Question 1: Simplify the expression: $2x+10-\left(-x\right)+2$

Solution: $2x+10-\left(-x\right)+2$

Remove parenthesis:

$=2x+10+x+2$

Combining like terms:

$=3x+12$

Question 2: Solve the equation: $4x-3=2x+1$.

Solution: $4x-3=2x+1$

Subtraction principle:

$4x-3-2x=2x+1-2x$

$2x-3=1$

$2x-3+3=1+3$

$2x=4$

Division principle:

$\frac{2}{2}x=\frac{4}{2}$

$x=2$

Question 3: Solve the equation: $2\left(1-3x\right)+13=3\left(x-1\right)$.
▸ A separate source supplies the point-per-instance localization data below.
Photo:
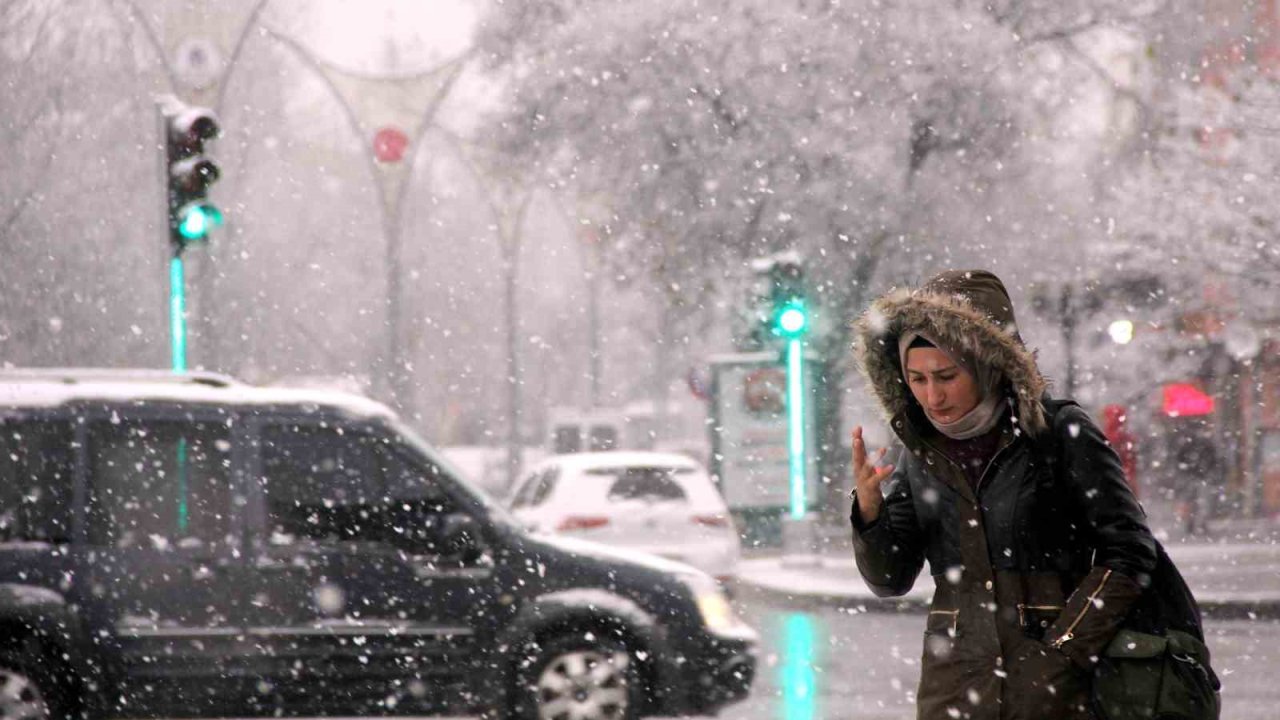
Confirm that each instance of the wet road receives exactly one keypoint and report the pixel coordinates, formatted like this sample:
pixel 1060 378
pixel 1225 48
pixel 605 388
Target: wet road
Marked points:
pixel 830 664
pixel 827 664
Solution: $2\left(1-3x\right)+13=3\left(x-1\right)$

Remove parenthesis:

$2-6x+13=3x-3$

Subtraction principle:

$2-6x+13-3x=3x-3-3x$

$15-9x=-3$

Subtraction principle:

$15-9x-15=-3-15$

$-9x=-18$

Division principle:

$\frac{-9}{-9}x=\frac{-18}{-9}$

$x=2$

## Cheat Sheet

• To simplify an expression, we first express it in expanded form (get rid of parenthesis), identify and combine the like terms to get an expression in a compact form.
• To solve an equation, perform the following steps as applicable:
• Remove parenthesis
• Combine like terms
• Apply distributive property
• Solve using the division principle
• Solve using the multiplication principle
• Solve using the addition principle
• Solve using the subtraction principle

## Blunder Areas

• Remember that addition and subtraction operations can only be performed on like terms.